Elles ajoutent que le rapport de la société Ginger CEBTP ne peut caractériser une modification de la situation reconnue en justice, le diagnostic produit constituant seulement un nouveau moyen de preuve seulement destiné à contester le rapport de M. [V], alors qu’ils ne l’ont pas fait au moment de l’expertise.
M. [S] et Mme [A] font valoir qu’il n’est justifié d’aucun élément nouveau, observant que le rapport de diagnostic communiqué n’est pas contradictoire qu’en outre les photographies produites par les appelants ne sont pas datées et ne permettent pas de déterminer si des désordres nouveaux sont apparus. En tout hypothèse les désordres sont certainement liés aux travaux réalisés par M. [P] sur les remblais, les aggravations résultant également de ce que l’immeuble a été laissé à l’abandon.
***
L’article 1355 du code civil dispose que l’autorité de chose jugée n’a lieu qu’à l’égard de ce qui a fait l’objet du jugement. Il faut que la chose demandée soit la même ; que la demande soit fondée sur la même cause ; que la demande soit entre les mêmes parties, et formée par elles et contre elles en la même qualité.
Selon l’article 480 du code de procédure civile le jugement qui tranche dans son dispositif tout ou partie du principal, ou celui qui statue sur une exception de procédure, une fin de non-recevoir ou tout autre incident a, dès son prononcé, l’autorité de la chose jugée relativement à la contestation qu’il tranche.
Le principal s’entend de l’objet du litige tel qu’il est déterminé par l’article 4.
Selon cet article l’objet du litige est déterminé par les prétentions respectives des parties.

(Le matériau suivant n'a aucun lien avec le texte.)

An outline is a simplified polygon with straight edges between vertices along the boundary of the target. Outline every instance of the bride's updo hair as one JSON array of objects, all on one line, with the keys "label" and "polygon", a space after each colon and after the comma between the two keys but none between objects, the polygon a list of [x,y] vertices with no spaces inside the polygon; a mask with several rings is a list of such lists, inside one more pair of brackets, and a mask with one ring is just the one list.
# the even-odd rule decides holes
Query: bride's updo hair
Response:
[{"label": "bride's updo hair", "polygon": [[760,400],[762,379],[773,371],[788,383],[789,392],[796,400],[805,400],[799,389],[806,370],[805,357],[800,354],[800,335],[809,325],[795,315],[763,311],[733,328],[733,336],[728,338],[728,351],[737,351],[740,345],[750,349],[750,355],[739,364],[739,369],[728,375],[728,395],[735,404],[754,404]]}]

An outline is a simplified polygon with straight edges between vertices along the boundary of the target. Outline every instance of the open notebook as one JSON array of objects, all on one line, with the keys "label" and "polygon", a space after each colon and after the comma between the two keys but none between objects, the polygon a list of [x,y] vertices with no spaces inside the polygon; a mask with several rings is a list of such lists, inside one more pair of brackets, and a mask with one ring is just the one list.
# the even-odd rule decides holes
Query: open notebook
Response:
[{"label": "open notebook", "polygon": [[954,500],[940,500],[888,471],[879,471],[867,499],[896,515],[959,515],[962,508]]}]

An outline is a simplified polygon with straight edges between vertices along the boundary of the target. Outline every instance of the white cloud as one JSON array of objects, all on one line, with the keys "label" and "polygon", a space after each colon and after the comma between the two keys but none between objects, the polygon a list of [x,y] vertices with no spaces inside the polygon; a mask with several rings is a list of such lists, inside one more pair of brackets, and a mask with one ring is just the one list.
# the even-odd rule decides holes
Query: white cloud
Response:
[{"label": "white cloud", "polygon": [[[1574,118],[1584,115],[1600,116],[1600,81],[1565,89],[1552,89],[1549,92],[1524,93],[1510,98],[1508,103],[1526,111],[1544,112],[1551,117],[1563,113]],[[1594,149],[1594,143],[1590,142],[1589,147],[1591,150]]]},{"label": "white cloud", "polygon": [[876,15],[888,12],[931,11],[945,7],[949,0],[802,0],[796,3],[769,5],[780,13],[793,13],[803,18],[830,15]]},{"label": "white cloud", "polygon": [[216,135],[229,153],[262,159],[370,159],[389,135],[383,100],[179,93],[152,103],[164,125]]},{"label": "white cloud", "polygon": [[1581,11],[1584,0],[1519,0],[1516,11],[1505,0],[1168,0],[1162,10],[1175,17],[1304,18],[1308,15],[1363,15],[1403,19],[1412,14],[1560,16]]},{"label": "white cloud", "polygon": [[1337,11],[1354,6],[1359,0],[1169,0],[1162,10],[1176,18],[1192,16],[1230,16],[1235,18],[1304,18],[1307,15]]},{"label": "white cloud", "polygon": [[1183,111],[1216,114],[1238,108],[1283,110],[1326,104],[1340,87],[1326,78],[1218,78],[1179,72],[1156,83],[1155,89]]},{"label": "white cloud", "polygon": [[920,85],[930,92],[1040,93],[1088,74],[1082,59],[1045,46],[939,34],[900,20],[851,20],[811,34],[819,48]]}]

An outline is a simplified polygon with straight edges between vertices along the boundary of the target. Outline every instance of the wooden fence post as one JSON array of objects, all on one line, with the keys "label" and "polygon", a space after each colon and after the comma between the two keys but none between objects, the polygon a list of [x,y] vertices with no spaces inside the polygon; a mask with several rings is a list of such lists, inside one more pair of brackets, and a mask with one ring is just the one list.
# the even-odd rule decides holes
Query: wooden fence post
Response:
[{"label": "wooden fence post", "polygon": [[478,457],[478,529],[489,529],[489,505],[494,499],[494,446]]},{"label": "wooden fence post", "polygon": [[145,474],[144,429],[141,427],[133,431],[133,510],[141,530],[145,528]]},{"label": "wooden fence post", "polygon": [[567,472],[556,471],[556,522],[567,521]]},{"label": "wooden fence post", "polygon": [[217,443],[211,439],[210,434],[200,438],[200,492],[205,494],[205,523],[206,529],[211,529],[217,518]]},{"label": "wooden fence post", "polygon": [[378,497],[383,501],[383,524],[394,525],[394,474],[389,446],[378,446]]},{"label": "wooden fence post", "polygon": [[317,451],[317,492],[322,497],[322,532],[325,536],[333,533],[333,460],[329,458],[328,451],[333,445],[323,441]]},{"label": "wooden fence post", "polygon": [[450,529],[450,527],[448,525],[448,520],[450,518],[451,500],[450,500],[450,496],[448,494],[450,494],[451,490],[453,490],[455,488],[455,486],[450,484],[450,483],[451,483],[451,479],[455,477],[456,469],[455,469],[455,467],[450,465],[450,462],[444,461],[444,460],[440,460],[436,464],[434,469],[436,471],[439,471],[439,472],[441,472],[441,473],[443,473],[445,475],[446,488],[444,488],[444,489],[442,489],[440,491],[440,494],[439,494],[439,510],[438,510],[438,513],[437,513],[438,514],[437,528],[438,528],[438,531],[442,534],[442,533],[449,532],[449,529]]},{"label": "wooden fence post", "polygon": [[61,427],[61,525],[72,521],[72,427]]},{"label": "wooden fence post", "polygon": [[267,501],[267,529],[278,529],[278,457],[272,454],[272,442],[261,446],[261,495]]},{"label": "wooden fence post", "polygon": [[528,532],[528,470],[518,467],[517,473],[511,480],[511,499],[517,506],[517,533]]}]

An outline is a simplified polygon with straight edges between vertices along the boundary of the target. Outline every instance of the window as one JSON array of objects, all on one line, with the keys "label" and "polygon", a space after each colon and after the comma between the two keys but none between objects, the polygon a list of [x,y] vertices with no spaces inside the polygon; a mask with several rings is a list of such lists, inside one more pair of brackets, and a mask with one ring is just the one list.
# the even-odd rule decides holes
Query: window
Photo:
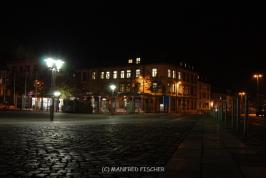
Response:
[{"label": "window", "polygon": [[30,66],[26,65],[26,72],[30,72]]},{"label": "window", "polygon": [[105,77],[106,77],[106,79],[110,79],[110,72],[109,71],[106,72]]},{"label": "window", "polygon": [[181,72],[178,72],[178,80],[181,80],[182,76],[181,76]]},{"label": "window", "polygon": [[152,89],[153,89],[153,90],[156,90],[156,89],[157,89],[157,86],[158,86],[157,83],[152,83]]},{"label": "window", "polygon": [[132,64],[132,63],[133,63],[133,59],[129,59],[129,60],[128,60],[128,63],[129,63],[129,64]]},{"label": "window", "polygon": [[173,78],[176,78],[176,71],[173,70]]},{"label": "window", "polygon": [[136,69],[136,77],[140,77],[140,69]]},{"label": "window", "polygon": [[113,72],[113,78],[117,79],[117,71],[116,70]]},{"label": "window", "polygon": [[95,80],[96,79],[96,72],[92,72],[91,73],[91,78],[92,78],[92,80]]},{"label": "window", "polygon": [[130,92],[130,83],[127,83],[126,84],[126,90],[125,90],[125,92]]},{"label": "window", "polygon": [[136,64],[139,64],[140,63],[140,58],[136,58]]},{"label": "window", "polygon": [[125,92],[125,84],[124,83],[121,83],[120,86],[119,86],[119,91],[120,92]]},{"label": "window", "polygon": [[168,76],[168,78],[171,78],[171,70],[170,69],[167,70],[167,76]]},{"label": "window", "polygon": [[37,70],[38,70],[38,66],[35,64],[35,65],[33,66],[33,71],[36,72]]},{"label": "window", "polygon": [[17,68],[16,67],[12,67],[12,71],[13,72],[16,72],[17,71]]},{"label": "window", "polygon": [[104,72],[101,72],[101,79],[104,79]]},{"label": "window", "polygon": [[127,70],[127,78],[131,77],[131,70]]},{"label": "window", "polygon": [[83,72],[82,73],[82,80],[83,81],[86,81],[87,80],[87,73],[86,72]]},{"label": "window", "polygon": [[125,71],[124,70],[121,70],[121,72],[120,72],[120,78],[125,78]]},{"label": "window", "polygon": [[152,69],[152,77],[157,77],[157,69],[156,68]]}]

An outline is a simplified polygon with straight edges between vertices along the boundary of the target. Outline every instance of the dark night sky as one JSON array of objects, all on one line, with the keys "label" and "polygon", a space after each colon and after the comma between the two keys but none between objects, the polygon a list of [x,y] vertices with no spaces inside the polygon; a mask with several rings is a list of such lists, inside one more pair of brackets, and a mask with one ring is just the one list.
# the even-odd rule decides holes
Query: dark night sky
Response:
[{"label": "dark night sky", "polygon": [[99,2],[12,7],[1,11],[0,59],[31,49],[83,66],[186,61],[215,85],[255,85],[266,69],[262,4]]}]

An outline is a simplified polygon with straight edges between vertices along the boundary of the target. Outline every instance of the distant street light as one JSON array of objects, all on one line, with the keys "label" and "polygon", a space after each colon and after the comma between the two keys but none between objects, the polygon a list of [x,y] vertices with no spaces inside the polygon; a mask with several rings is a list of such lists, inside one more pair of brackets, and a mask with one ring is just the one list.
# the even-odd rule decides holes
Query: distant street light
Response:
[{"label": "distant street light", "polygon": [[[46,62],[47,67],[51,70],[51,91],[53,92],[55,90],[55,74],[56,71],[59,72],[59,70],[62,68],[63,64],[65,63],[61,59],[53,59],[53,58],[46,58],[44,60]],[[54,92],[51,95],[52,102],[50,104],[50,120],[54,120],[54,97],[56,95],[60,95],[60,92]]]},{"label": "distant street light", "polygon": [[142,81],[142,95],[141,95],[141,107],[142,107],[142,111],[144,112],[144,87],[145,87],[145,79],[144,79],[144,76],[139,76],[139,78],[141,79]]},{"label": "distant street light", "polygon": [[253,78],[257,80],[257,112],[259,112],[260,109],[260,87],[259,87],[259,79],[262,79],[262,74],[254,74]]},{"label": "distant street light", "polygon": [[242,104],[242,102],[243,102],[243,96],[245,96],[246,93],[242,91],[242,92],[238,92],[238,95],[240,96],[240,112],[243,112],[243,104]]},{"label": "distant street light", "polygon": [[116,108],[115,105],[114,105],[114,107],[113,107],[113,98],[114,98],[114,91],[115,91],[115,89],[116,89],[116,86],[115,86],[114,84],[111,84],[109,87],[110,87],[110,89],[112,90],[112,98],[111,98],[111,114],[113,114],[114,111],[115,111],[115,108]]},{"label": "distant street light", "polygon": [[178,81],[175,83],[175,111],[176,113],[179,111],[179,106],[178,106],[178,99],[177,99],[177,96],[178,96],[178,92],[179,92],[179,86],[182,84],[181,81]]},{"label": "distant street light", "polygon": [[58,97],[58,96],[60,96],[60,95],[61,95],[61,92],[60,92],[60,91],[55,91],[55,92],[54,92],[54,96],[55,96],[55,97]]}]

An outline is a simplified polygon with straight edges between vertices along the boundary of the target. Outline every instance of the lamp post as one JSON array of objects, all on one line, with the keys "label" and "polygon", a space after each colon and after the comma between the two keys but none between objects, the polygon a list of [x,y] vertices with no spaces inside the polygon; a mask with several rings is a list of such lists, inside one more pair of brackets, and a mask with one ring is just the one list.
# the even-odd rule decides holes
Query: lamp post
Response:
[{"label": "lamp post", "polygon": [[144,112],[144,87],[145,87],[145,83],[144,83],[144,76],[139,76],[139,78],[142,80],[142,95],[141,95],[141,106],[142,106],[142,111]]},{"label": "lamp post", "polygon": [[241,113],[243,112],[243,96],[245,96],[246,93],[242,91],[242,92],[238,92],[238,95],[240,96],[239,103],[240,103],[240,113]]},{"label": "lamp post", "polygon": [[111,91],[112,91],[112,98],[111,98],[111,114],[113,114],[114,111],[115,111],[115,108],[116,108],[115,105],[114,105],[114,107],[113,107],[113,97],[114,97],[114,91],[115,91],[115,89],[116,89],[116,86],[115,86],[114,84],[111,84],[109,87],[110,87],[110,89],[111,89]]},{"label": "lamp post", "polygon": [[259,112],[259,107],[260,107],[260,89],[259,89],[259,79],[263,77],[262,74],[254,74],[253,78],[256,79],[257,81],[257,112]]},{"label": "lamp post", "polygon": [[176,113],[179,111],[179,106],[178,106],[178,91],[179,91],[179,86],[181,85],[181,81],[178,81],[175,85],[175,102],[176,102],[176,106],[175,106],[175,110],[176,110]]},{"label": "lamp post", "polygon": [[54,96],[55,96],[55,98],[56,98],[56,112],[57,111],[59,111],[59,102],[58,102],[58,100],[59,100],[59,96],[61,95],[61,93],[60,93],[60,91],[55,91],[54,92]]},{"label": "lamp post", "polygon": [[[51,70],[51,91],[53,92],[55,89],[55,74],[56,72],[59,72],[59,70],[62,68],[63,64],[65,63],[61,59],[53,59],[53,58],[47,58],[44,60],[46,62],[47,67]],[[50,103],[50,120],[54,120],[54,97],[58,93],[55,92],[51,95],[52,102]],[[59,93],[60,95],[60,93]]]}]

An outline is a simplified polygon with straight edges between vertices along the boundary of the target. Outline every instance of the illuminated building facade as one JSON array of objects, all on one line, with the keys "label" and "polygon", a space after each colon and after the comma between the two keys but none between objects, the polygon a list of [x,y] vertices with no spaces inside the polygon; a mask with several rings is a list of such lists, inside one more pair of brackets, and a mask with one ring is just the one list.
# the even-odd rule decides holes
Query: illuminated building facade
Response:
[{"label": "illuminated building facade", "polygon": [[[91,100],[94,112],[114,109],[117,113],[196,113],[203,107],[209,109],[210,85],[203,87],[198,73],[184,63],[141,64],[140,58],[136,58],[129,59],[124,66],[81,69],[77,76],[83,97]],[[111,84],[116,85],[114,98]],[[208,105],[199,105],[202,93],[206,95],[204,104]]]}]

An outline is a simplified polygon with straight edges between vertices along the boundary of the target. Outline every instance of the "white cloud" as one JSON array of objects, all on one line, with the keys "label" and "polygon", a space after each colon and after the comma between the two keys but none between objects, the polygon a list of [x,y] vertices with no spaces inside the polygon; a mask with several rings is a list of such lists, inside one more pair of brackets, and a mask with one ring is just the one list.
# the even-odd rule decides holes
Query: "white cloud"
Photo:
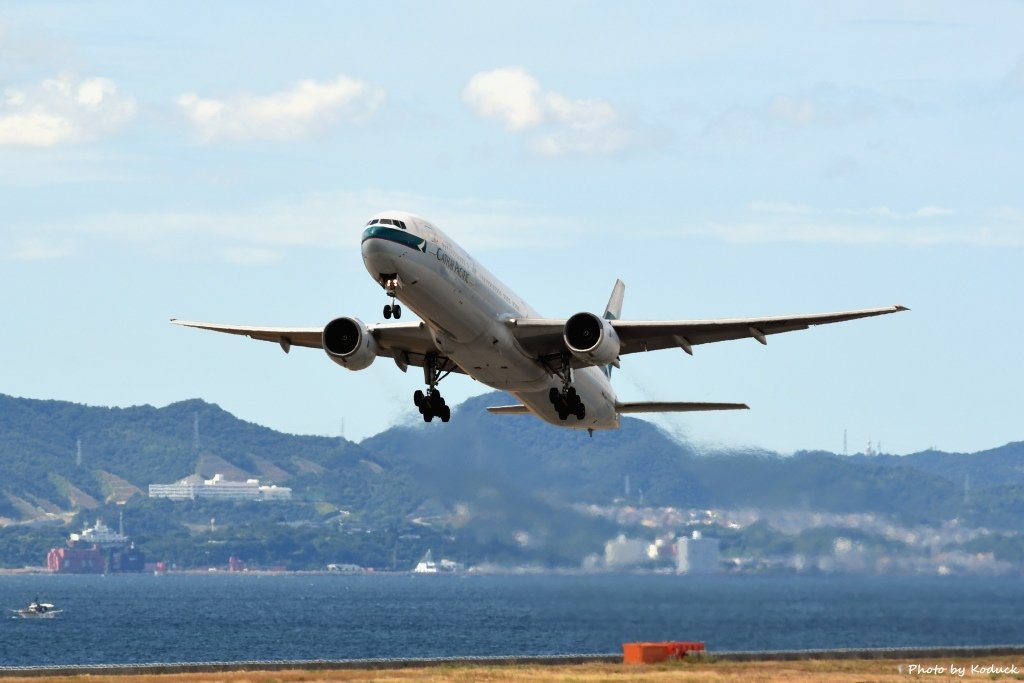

En l’espèce, l’instance ayant abouti à l’arrêt du 12 mai 2016, a été engagée par M. [S] et Mme [A], en raison de désordres de fissurations et d’infiltrations affectant la maison qu’ils venaient d’acquérir de M. et Mme [P].
Si, dans le cadre de cette procédure, les demandeurs, M. [S] et Mme [A], ont fondé leurs demandes à l’égard de leurs vendeurs, M. et Mme [P], sur la garantie des vices cachés, ces derniers ont sollicité la garantie de la société Blary en invoquant sa responsabilité décennale, subsidiairement sa responsabilité contractuelle pour manquement à l’obligation de conseil, lui reprochant de ne pas avoir fait réaliser d’études de sol.
La cour d’appel, pour débouter M. et Mme [P] de l’appel en garantie à l’encontre de l’entreprise, a retenu, se basant sur le rapport de l’expert judiciaire, M. [V], que " les désordres ne sont pas la conséquence d’une dessiccation naturelle du sol mais de la rupture des canalisations enterrées consécutive à un défaut de tassement des remblais érigés par M. [P] lui-même. Enfin on ne saurait faire grief à l’entrepreneur de n’avoir pas vérifié que les travaux entrepris par son client, qui n’avaient aucune incidence directe sur les ouvrages que lui-même avait à effectuer, avaient été correctement exécutés ".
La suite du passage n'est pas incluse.